Его язык проник глубоко в ее рот, лаская гладкую внутреннюю поверхность щек, прикасаясь к ее языку, заставляя звучать в ответ каждую струнку ее организма. Вот какова черная икра!
— Эви, — прошептал он.
Она слышала лишь нежные, влажные звуки грешных, пьянящих поцелуев. Его руки обвились вокруг ее талии, и она откинулась назад, заставляя его последовать за ней, прижимаясь бедрами к его бедрам.
Выругавшись, Джастин оторвался от губ Эвелины. Он содрогнулся от еле сдерживаемого желания и с шумом втянул воздух сквозь стиснутые зубы. Он прижался к ней, испытывая сильнейшую эрекцию. Она вздохнула в сладкой истоме, как изнеженная кошечка, и призывно, как заправская кокетка.
Ее губы тронула улыбка. Невинная, грешная, несведущая и абсолютно все понимающая. Ему хотелось впиться зубами в ее пухлую нижнюю губу. Ему хотелось большего. Хотелось увидеть нежные, округлые груди, которые он ощущал под своими пальцами. Он хотел почувствовать ее на вкус, раздеть ее, поиграть с ней. Войти внутрь ее тела.
— Еще.
Он немного переместил ее, поддерживая равновесие одной рукой, и запустил другую руку под лиф платья. Пальцы его прошлись по грудной кости, словно играя на свирели. Все ее тело пело. Она затаила дыхание, замерев в ожидании продолжения.
Он опустил голову и расстегнул еще одну пуговицу, потом еще одну. И еще. И наконец раскрыл платье и обнажил порозовевшую грудь с нежно просвечивающими сквозь кожу, как на редком мраморе, венами. Грудь полненькую, хорошо развитую.

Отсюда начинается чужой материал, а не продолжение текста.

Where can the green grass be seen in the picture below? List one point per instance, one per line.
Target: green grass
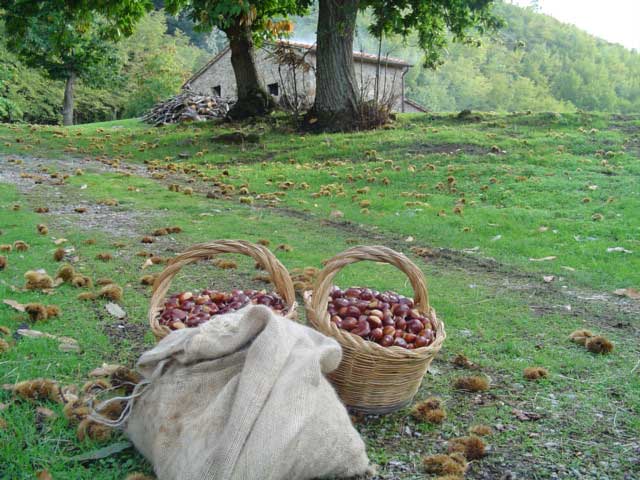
(590, 405)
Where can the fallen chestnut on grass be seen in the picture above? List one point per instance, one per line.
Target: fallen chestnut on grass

Он провел пальцами по соску и почувствовал, как он напрягся и затвердел, словно жемчужина. Его губы прижались к соску в страстном поцелуе.

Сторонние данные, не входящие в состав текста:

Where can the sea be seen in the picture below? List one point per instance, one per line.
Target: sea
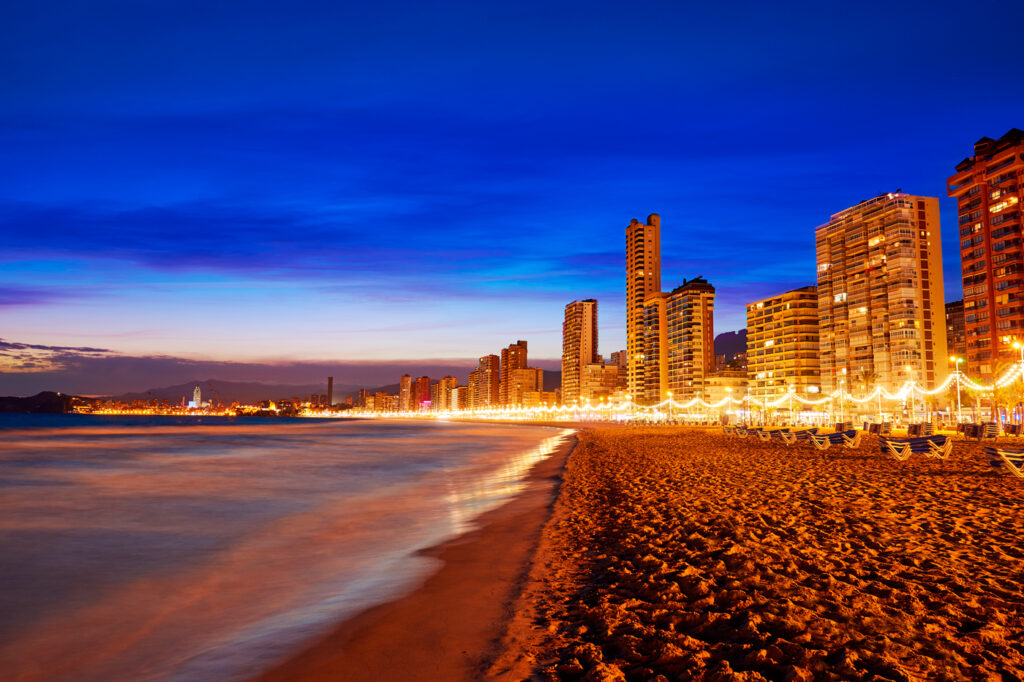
(173, 549)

Она издала какой-то горловой звук. Спина ее выгнулась еще сильнее, предлагая грудь. Он остановился, не отнимая язык от соска и дрожа от напряжения в результате такого самоограничения.
— Джастин?
Она запустила пальцы в его шевелюру, заставляя его наклониться и продолжать целовать ее. Она не могла говорить. Вместо слов из горла вырывались лишь судорожные вздохи.

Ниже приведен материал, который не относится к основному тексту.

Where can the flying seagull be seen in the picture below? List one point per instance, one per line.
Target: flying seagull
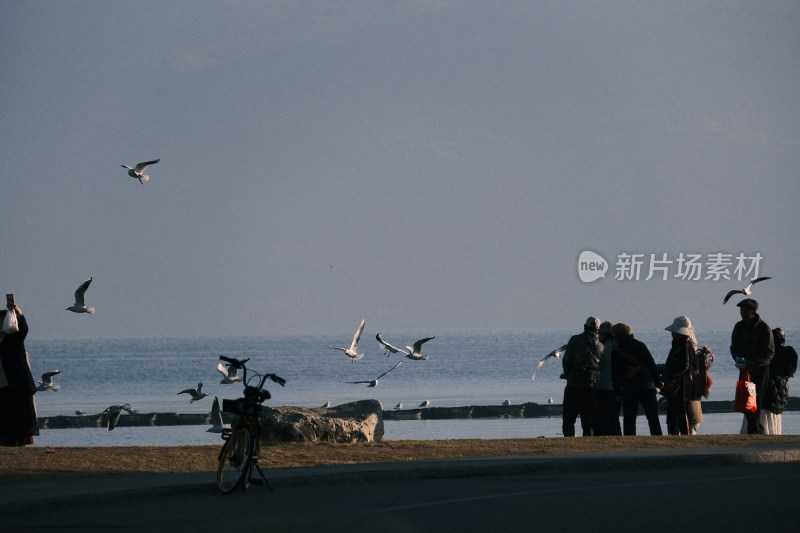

Да что там говорить! Она даже телом своим не могла больше управлять. Он сам перемещал ее тело, которое становилось то безжизненным, то возбужденным, то беспокойным, то вялым, открываясь для все новых и новых наслаждений. И вдруг неожиданно такие великолепные поцелуи прекратились.
Она открыла глаза и увидела, что он расстегивает маленькие жемчужные пуговки на ее сорочке. Его загорелая, такая мужская рука резко контрастировала с белизной ее кожи. Его взгляд был сосредоточен на ее теле, которое он пытался оголить…
Ее тело. Ее маленькое, тощенькое, недоразвитое тело.
Сквозь дымку чувственных наслаждений до сознания добралась первая волна паники. Отыскав его запястья, она сжала их, не позволяя ему раздевать ее. Он встретился с ней взглядом и понимающе кивнул.
Она права, что запаниковала. Он пришел в себя. Такой мужчина, как он, ожидает, наверное, большего. Большего опыта. Чего-то более изысканного. Более женственного. И крылышки, которые, как ей показалось, расправились за ее спиной, вновь сложились, обратив ее в темный маленький комочек.
— Конечно, вы правы, — пробормотал он, старательно водворяя на место полы ее лифа. — Вы, должно быть, считаете меня последним мерзавцем. Извините.
Он поднял ее на ноги, отступил на шаг и отвернулся.
— Вы сможете простить меня? — спросил он, тяжело дыша. — И будете ли вы снова чувствовать себя в безопасности рядом со мной? Нет. Разумеется, нет. Что за глупый вопрос.